Das zierliche Mädchen mit dunklem Teint und großen aufmerksamen Augen argumentiert ruhig und eloquent. Die 18-jährige Zawadi Dernbach meldet sich oft in der Runde. Bei der Diskussion mit den anderen Jugendlichen geht es um Selbstwahrnehmung und Wirkung auf ihr Umfeld.

Vor 20 Jahren als ich aus Russland nach Deutschland kam, war ich etwa so alt wie diese Jugendlichen. Sie sind zwischen 16 und 23, haben Eltern oder Großeltern, die aus einem anderen Land stammen und nehmen an dem Münchner Projekt "Youth Bridge" teil. Innerhalb von zwei Jahren sollen sie zu "Brückenbauern" ausgebildet werden, zwischen verschiedenen Communities in der Stadt vermitteln.

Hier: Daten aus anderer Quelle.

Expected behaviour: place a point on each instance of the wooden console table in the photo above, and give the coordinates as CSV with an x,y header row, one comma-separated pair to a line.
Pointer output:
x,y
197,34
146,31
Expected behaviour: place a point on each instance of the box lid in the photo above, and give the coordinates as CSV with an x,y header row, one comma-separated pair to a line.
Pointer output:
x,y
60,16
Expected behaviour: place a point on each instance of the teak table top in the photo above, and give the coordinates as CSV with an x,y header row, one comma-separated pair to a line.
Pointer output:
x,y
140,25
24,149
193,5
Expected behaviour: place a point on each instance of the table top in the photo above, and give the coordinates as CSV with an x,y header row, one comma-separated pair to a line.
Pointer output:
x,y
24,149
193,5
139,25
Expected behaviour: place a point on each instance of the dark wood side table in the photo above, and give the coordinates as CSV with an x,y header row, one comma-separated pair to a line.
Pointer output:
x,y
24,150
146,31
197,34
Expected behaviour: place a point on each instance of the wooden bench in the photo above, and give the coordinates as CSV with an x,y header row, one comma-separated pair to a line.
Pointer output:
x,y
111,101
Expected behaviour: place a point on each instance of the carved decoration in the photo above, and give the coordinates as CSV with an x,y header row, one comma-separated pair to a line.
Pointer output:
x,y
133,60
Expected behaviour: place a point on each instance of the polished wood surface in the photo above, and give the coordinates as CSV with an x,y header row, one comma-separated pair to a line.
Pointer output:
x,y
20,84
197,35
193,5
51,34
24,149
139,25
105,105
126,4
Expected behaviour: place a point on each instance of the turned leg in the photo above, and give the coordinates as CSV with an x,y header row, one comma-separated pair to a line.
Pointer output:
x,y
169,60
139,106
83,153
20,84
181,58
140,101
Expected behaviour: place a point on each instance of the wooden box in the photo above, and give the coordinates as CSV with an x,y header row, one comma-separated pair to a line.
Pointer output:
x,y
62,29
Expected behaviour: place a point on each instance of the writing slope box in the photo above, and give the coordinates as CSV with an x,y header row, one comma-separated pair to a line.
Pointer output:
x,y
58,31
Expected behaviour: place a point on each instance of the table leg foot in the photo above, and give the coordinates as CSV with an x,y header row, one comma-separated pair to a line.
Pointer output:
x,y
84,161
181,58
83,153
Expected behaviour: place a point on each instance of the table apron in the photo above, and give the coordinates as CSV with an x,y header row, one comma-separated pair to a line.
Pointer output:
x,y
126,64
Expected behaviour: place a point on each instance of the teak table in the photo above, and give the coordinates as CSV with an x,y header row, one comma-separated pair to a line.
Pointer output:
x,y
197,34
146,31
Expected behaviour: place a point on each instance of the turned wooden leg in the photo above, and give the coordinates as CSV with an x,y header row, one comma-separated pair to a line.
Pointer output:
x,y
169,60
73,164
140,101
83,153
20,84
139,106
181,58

Großeltern aus Tansania, Jamaika und Deutschland

Es ist für mich spannend zu beobachten, wie sich diese Kinder der Zuwanderergeneration völlig vorbehaltslos mit ihrer Heimat Deutschland identifizieren und darum in dem Land etwas bewegen, verändern wollen. Die 40 Teilnehmer sprechen über 20 Sprachen. Viele vereinen gleich mehrere Nationen in sich. Auch Zawadi Dernbach: 

"Ich bin in Deutschland geboren, meine Eltern auch, aber ich habe Großeltern aus Tansania und Jamaika, meine Großmütter sind beide aus Deutschland. Wenn ich nur sage, ich komme aus Deutschland, ist es nur ein Teilaspekt von mir, in mir steckt viel, viel mehr als nur Deutschland."

Ein Vorteil, glaubt Sawadi. Doch den könne sie zu selten einbringen, sagt sie. Neben ihr sitzt ein stämmiger junger Mann mit welligen dunkelblonden Haaren. Ismail Kuzu ist 23 Jahre alt, er stammt aus einer türkischen Familie und studiert Maschinenbau an der Technischen Universität München. Außerdem engagiert er sich in der türkisch-muslimischen Gemeinde in Dachau. Viele seiner Freunde sind Moslems. Ismail möchte aber auch Menschen aus anderen Kulturkreisen kennenlernen.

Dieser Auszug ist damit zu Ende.